The server looked livelocked and it takes too long to get a remote console on it, so I just remotely power cycled it and took the opportunity to quickly upgrade to OpenBSD 5.3 for an unrelated issue once it came back up. After doing that, I realized that the site hadn’t come back up after the reboot, as mysqld refused to start claiming there was a corrupted page “somewhere” without showing where (but graciously dumped tons of hex versions of the corrupted page to the log file).
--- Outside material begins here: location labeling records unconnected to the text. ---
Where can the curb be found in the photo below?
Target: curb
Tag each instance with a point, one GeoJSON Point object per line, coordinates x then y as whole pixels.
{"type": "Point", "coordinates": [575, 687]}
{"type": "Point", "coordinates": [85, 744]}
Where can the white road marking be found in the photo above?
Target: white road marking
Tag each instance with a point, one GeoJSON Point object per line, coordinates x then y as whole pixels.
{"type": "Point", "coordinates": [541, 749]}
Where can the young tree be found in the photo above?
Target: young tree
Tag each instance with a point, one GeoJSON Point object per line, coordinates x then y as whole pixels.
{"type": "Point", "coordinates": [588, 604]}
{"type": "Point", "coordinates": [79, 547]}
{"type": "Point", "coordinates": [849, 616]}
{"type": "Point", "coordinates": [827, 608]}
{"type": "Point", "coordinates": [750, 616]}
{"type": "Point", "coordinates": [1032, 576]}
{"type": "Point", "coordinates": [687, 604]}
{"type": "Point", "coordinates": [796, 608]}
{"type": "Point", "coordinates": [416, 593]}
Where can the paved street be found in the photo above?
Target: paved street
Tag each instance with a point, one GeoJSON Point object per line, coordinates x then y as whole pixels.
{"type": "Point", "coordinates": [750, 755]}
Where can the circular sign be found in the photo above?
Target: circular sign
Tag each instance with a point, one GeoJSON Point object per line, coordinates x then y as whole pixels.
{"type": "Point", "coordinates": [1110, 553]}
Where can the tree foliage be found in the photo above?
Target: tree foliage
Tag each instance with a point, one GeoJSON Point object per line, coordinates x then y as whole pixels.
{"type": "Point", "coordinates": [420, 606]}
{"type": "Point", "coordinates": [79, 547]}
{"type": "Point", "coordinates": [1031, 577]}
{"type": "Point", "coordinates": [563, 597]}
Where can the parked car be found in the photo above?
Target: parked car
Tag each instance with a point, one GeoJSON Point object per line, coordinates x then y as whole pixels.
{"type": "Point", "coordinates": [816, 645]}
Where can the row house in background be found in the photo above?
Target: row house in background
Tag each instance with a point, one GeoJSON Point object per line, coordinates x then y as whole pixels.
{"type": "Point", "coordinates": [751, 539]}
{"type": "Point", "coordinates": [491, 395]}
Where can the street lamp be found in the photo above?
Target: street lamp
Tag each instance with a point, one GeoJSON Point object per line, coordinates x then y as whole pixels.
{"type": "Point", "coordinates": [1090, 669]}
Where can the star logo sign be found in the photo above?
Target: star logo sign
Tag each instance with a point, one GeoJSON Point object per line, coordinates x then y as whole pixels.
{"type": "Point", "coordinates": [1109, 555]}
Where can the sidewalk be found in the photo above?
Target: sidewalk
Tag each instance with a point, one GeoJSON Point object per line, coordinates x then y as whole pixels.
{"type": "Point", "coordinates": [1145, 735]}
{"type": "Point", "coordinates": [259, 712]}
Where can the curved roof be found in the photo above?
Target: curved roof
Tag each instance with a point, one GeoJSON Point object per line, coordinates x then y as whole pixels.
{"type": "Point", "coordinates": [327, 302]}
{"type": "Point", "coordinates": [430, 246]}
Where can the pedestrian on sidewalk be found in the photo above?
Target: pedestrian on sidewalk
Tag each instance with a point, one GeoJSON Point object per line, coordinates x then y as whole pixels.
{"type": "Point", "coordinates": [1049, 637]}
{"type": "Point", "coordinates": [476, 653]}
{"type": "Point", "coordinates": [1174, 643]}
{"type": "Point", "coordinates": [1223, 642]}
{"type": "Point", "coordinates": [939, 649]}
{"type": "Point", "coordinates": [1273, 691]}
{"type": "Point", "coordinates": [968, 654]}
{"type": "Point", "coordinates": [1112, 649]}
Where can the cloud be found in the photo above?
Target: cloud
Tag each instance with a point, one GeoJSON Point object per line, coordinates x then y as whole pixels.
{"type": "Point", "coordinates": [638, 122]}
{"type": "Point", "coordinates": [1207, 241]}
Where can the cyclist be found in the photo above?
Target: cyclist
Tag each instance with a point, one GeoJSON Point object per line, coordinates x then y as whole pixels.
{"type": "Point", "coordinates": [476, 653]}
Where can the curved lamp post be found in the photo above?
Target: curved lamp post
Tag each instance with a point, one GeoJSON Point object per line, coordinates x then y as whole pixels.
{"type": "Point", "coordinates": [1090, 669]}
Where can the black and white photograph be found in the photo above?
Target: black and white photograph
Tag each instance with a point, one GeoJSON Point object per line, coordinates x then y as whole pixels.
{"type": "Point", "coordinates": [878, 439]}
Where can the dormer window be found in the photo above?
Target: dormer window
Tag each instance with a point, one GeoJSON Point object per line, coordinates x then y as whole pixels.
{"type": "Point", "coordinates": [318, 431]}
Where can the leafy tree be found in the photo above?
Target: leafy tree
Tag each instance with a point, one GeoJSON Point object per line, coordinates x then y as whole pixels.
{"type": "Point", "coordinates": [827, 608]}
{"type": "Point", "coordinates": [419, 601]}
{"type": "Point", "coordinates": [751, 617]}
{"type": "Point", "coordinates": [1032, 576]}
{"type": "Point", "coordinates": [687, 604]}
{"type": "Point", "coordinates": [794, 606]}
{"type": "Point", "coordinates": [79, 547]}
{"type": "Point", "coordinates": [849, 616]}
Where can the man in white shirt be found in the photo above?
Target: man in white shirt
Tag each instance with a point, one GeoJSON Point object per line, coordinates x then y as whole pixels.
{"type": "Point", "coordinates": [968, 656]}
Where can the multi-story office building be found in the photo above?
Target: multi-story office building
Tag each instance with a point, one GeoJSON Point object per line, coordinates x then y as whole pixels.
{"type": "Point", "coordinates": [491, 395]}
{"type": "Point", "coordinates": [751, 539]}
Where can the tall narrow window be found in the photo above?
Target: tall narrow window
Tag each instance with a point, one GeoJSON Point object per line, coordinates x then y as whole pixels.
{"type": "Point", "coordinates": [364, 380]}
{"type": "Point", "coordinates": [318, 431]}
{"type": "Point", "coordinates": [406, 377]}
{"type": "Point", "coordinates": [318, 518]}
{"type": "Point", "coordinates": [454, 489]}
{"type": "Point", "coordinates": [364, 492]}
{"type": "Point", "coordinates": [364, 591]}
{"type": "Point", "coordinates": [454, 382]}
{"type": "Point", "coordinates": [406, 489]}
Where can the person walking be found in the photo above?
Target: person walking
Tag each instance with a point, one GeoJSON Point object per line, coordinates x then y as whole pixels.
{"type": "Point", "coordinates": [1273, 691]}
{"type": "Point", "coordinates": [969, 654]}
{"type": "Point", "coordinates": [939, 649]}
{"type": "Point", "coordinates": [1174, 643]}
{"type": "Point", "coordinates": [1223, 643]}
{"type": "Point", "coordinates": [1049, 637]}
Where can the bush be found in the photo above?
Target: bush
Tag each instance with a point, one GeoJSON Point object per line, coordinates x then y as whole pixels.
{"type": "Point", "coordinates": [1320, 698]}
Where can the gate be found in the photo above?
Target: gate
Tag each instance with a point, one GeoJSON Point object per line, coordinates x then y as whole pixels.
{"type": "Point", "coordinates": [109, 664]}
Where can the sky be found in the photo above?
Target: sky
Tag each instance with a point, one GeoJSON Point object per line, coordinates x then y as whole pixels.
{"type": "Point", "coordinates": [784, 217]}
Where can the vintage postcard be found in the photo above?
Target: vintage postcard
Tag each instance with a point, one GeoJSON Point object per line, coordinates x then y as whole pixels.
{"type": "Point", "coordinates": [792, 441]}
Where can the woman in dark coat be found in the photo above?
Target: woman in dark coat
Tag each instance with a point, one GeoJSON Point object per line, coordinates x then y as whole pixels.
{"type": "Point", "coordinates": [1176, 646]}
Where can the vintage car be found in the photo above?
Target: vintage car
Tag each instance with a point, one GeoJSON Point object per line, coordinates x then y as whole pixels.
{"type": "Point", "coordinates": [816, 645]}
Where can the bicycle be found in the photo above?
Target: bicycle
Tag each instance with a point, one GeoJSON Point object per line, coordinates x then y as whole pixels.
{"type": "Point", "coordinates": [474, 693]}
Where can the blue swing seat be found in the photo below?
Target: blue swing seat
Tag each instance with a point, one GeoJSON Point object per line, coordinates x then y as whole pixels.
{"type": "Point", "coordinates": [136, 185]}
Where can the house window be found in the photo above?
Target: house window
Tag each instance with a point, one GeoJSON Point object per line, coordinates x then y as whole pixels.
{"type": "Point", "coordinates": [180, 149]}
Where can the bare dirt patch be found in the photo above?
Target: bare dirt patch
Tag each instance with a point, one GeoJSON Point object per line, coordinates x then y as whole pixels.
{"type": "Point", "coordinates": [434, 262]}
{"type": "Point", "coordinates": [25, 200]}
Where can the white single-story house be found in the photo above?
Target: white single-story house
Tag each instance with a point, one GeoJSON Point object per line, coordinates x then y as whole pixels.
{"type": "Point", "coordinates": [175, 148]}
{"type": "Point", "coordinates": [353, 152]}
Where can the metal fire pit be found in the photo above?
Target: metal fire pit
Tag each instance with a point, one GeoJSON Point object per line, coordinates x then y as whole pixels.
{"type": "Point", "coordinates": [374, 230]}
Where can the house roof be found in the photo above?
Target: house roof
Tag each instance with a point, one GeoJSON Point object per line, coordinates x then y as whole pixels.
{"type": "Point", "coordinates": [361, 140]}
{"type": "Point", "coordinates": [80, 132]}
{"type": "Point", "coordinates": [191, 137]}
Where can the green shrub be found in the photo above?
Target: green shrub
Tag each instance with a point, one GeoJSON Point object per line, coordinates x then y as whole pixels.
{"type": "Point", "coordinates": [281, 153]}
innodb_force_recovery = 4 and mysqld was able to start in recovery mode, so I dumped all of the databases. I
CHECK TABLE’d each table and they all reported fine, but apparently that doesn’t mean anything since there was still corruption somewhere. I ran
innochecksum on each
.ibd file and found one that reported corruption, so I deleted it and re-imported the table. Still claimed corruption.
I finally wiped out
binlogs, and all of the table data files and re-imported everything from the dump. It all appeared to be fixed with no actual data corruption that I can see. I’m not sure what
ibdata1 was even being used for since I have
innodb_file_per_table set. Anyway, mysqld started and wasn’t reporting any corruption.
But then none of the Rails/Unicorn processes were starting properly and were spinning at 100% CPU. I
ktraced one and found it was looping over and over in a syscall (I forget which) so, assuming there was some kind of incompatibility between the installed compiled Ruby modules and the recently upgraded system, I wiped out the installed Bundler bundles and did
bundle install --deployment again.
The processes started properly and were not eating CPU, but nginx was just reporting 404’s for everything. During the upgrade I switched from the previous nginx package to the one that now comes in base, but I forgot that the one that comes in base is now chroot()ed. I fixed that and now it’s back up.